Gershon Aronsohn ( à gauche) et Daniel Rabinovitsj ( à droite)

« Cette dimension nouvelle nous ouvre d’autres perspectives très intéressantes », estime Gershon Aronsohn. « Des jeunes des écoles du quartier ont visité notre synagogue. Pour nombre d’entre eux, c’était la première fois qu’ils se rendaient dans un lieu juif ou qu’ils rencontraient un Juif. Cela nous permet donc d’ériger des ponts entre les différentes confessions à Bruxelles en présentant par exemple les nombreuses similitudes entre le judaïsme et le l’islam. Nous leur montrons aussi que leur quartier a connu plusieurs vagues migratoires qui ont succédé à l’immigration juive. En entrant dans cette synagogue, ils peuvent se rendre compte que ce lieu fut un creuset pour des populations étrangères. C’est très important car cela offre à ces jeunes une autre manière de concevoir les conditions difficiles dans lesquelles ils vivent aujourd’hui ».

« Nous luttons contre des moulins à vent »

La démarche de classement et l’implication de cette synagogue dans la vie associative d’un quartier difficile où les Juifs ne vivent plus peuvent susciter certaines interrogations sur l’avenir d’une communauté juive. On peut se demander si cette expérience n’est pas la preuve que la vie juive à Bruxelles se maintient, ou si au contraire, elle se transforme doucement mais sûrement en un parcours touristique ou muséal sur le thème de la diversité culturelle et religieuse, symptôme d’une disparition lente. « Je n’ignore pas que d’une certaine manière, nous luttons contre des moulins à vent », reconnaît Daniel Rabinovisj. « Toutefois, il nous semble que cela vaut la peine de mener ce combat. Ne serait-ce que par rapport au devoir de mémoire envers nos parents et nos grands-parents emportés par la Shoah qui ont vécu dans ce quartier et qui ont fréquenté en masse cette synagogue. C’est donc un devoir pour nous tous de rappeler leur souvenir, notamment en préservant cette synagogue qui était un jour leur synagogue, et qui est aujourd’hui celle de leurs descendants ».

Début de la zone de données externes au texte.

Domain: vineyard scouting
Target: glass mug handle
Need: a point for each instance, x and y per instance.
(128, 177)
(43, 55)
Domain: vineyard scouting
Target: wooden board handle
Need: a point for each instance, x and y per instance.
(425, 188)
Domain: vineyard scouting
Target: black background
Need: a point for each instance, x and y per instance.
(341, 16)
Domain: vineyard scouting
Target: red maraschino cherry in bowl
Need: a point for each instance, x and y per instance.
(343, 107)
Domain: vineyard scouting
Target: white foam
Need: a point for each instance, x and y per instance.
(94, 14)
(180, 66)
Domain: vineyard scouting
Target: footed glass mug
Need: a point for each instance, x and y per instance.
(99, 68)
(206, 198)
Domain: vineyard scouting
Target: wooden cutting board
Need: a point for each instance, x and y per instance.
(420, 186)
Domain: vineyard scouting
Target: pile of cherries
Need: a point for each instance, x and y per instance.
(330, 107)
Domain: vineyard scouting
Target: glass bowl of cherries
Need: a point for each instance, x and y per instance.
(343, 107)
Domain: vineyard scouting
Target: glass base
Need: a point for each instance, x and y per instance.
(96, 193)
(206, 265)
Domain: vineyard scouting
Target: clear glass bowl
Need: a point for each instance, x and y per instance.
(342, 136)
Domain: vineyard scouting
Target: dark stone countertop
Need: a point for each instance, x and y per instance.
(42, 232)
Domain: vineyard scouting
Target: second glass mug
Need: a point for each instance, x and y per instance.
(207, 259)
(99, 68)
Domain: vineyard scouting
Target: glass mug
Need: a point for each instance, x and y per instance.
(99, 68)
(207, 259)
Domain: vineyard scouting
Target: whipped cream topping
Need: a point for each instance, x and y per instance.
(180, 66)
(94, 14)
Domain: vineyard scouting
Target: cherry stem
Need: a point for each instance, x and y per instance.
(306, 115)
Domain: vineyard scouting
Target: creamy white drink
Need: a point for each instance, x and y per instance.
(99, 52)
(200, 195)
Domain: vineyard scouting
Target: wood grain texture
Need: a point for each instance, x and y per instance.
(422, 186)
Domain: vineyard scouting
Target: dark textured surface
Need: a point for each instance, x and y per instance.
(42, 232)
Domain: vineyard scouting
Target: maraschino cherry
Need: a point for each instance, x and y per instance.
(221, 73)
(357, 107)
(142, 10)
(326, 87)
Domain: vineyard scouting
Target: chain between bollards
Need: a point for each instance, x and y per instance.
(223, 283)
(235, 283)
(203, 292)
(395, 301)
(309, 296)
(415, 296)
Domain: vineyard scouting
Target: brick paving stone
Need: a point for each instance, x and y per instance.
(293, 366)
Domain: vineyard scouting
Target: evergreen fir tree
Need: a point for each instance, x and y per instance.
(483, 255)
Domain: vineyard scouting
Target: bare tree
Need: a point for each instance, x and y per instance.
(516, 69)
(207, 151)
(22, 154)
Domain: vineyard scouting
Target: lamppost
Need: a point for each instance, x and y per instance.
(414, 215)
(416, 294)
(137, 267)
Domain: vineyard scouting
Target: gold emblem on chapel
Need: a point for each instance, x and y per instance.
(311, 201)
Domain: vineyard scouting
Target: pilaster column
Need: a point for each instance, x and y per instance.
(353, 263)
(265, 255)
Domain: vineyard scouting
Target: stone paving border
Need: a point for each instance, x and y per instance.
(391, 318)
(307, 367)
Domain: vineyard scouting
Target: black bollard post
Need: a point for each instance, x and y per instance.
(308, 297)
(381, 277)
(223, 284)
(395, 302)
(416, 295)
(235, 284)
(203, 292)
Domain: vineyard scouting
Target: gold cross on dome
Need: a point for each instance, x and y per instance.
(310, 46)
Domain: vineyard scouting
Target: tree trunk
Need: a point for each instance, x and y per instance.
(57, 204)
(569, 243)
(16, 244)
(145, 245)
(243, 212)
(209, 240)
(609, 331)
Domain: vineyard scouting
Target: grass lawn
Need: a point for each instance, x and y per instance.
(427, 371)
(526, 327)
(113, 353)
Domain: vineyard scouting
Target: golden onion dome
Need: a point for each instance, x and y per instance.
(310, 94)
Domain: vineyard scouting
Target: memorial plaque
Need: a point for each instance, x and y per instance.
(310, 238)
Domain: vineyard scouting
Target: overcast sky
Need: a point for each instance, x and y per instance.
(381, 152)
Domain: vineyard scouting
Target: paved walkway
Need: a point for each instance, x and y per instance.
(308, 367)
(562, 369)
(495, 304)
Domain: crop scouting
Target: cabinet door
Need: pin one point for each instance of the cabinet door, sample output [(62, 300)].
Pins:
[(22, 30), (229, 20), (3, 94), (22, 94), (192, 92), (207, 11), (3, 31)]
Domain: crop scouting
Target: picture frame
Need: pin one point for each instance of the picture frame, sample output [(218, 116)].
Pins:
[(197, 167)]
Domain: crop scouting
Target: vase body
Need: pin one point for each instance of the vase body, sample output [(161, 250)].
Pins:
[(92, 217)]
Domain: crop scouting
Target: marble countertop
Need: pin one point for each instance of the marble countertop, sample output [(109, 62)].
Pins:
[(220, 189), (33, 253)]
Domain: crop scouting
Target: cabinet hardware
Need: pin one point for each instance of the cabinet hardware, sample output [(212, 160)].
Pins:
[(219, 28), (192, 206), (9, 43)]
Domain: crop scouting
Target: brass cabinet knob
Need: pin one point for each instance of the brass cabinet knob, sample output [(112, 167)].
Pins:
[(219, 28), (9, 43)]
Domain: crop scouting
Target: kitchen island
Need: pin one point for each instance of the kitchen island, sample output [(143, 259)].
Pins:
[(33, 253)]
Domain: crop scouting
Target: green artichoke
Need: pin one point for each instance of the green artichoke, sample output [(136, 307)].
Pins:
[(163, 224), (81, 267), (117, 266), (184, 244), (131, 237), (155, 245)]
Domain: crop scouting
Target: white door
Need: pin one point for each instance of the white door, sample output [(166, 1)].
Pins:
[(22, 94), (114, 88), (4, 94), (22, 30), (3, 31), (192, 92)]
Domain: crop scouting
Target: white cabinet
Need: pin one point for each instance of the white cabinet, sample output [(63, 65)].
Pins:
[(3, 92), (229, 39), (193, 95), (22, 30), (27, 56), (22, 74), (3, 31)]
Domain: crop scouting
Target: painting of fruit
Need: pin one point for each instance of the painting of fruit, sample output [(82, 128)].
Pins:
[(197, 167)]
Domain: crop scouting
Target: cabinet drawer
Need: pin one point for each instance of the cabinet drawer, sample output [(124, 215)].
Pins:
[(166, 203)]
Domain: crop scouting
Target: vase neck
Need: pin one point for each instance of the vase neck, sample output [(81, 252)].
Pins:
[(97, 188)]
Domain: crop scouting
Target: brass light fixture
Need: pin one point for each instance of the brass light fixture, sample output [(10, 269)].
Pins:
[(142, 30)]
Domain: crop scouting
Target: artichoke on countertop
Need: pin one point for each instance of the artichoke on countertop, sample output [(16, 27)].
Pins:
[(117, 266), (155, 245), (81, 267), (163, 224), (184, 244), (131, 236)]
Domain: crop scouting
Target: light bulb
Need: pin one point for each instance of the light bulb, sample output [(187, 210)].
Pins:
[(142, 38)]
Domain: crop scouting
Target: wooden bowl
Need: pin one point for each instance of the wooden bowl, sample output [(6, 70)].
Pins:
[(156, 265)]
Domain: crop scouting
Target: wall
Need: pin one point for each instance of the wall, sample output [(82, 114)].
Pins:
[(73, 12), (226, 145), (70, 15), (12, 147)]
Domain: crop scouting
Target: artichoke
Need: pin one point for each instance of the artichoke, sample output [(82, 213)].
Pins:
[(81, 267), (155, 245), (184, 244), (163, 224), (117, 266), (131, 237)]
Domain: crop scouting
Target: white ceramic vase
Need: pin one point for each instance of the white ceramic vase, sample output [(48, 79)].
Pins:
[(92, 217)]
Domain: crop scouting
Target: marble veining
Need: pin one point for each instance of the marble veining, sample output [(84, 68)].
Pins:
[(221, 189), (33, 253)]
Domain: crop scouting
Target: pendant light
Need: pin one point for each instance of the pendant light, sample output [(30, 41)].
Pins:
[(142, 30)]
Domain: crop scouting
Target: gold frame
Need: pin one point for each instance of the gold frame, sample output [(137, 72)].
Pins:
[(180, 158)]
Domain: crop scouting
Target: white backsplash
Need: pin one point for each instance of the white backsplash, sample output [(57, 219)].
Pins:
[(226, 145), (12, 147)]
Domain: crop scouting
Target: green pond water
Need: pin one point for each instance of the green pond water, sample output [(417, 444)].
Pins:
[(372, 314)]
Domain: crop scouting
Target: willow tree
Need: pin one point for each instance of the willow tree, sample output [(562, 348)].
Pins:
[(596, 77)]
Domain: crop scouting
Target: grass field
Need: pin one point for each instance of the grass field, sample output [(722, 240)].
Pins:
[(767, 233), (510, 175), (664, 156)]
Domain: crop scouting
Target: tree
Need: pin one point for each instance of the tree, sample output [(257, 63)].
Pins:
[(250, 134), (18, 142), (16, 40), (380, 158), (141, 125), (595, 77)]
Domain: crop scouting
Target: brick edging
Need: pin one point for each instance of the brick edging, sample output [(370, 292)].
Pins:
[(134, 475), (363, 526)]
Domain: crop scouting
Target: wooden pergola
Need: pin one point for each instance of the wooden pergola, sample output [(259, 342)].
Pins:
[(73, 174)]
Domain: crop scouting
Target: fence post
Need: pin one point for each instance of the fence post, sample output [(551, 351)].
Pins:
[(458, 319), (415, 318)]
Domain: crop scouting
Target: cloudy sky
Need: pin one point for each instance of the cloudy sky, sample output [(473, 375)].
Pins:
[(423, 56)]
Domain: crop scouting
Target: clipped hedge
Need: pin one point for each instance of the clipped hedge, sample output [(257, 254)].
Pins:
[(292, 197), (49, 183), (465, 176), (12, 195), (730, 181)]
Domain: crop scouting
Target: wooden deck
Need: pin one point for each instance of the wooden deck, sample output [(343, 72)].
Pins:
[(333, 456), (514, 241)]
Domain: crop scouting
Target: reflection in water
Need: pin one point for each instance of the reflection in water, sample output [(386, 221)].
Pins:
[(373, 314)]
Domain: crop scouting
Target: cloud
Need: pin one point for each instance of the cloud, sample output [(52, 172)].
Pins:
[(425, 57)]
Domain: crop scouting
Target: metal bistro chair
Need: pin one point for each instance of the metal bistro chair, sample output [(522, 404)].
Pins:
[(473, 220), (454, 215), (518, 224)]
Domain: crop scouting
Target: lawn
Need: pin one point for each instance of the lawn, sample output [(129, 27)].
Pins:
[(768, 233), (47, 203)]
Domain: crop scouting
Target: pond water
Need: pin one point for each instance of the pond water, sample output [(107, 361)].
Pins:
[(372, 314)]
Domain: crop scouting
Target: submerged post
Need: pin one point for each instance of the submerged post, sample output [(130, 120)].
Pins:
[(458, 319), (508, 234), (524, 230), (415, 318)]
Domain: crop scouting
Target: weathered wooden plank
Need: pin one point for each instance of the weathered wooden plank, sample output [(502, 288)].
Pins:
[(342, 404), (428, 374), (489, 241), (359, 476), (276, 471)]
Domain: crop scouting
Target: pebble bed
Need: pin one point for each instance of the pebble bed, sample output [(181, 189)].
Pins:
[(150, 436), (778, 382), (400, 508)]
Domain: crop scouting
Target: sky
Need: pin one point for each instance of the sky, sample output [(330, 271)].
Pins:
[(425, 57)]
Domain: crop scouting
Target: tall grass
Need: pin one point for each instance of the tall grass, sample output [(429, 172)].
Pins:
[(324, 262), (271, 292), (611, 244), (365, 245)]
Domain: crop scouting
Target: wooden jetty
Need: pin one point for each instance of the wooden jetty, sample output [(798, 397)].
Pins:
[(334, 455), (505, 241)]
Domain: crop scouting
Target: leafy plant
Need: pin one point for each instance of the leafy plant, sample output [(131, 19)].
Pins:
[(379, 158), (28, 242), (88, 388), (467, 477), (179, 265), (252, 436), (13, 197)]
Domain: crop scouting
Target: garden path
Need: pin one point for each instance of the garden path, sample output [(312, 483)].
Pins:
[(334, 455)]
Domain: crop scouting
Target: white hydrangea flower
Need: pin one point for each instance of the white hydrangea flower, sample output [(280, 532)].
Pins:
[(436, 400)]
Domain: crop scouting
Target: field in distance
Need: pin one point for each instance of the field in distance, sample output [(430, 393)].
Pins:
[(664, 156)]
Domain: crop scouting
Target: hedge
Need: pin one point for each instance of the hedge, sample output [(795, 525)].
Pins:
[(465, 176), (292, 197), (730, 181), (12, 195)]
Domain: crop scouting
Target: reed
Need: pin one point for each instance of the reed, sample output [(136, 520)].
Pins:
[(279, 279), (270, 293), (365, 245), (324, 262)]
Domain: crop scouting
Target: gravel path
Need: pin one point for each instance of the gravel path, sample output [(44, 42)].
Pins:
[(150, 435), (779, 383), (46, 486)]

Cette démarche est à la fois pleine d’espoir et douloureuse. L’espoir, c’est le refus de cette petite communauté juive orthodoxe, dont la plupart des membres ne sont pas des Juifs pratiquants, de ne pas se résigner au pessimisme ni à la tentation de baisser les bras. Beaucoup de choses ont certes changé mais l’Histoire tourne et le pire n’est jamais sûr. Si tous ceux qui ont fréquenté assidument ou même occasionnellement cette synagogue ont disparu, des membres, certes peu nombreux, sont encore présents aujourd’hui, plus dynamiques et enthousiastes que jamais. Plus qu’un symbole, ils veulent en faire un lieu de vie et une raison d’espérer. Douloureuse, car en cherchant à se renouveler pour ne pas disparaître, ils savent aussi qu’ils ne pourront pas revivre les heures fastes que cette synagogue a connues. Et surtout, ils n’ignorent pas non plus les perspectives pessimistes qui attendent les Juifs de Belgique et d’Europe au XXIe siècle.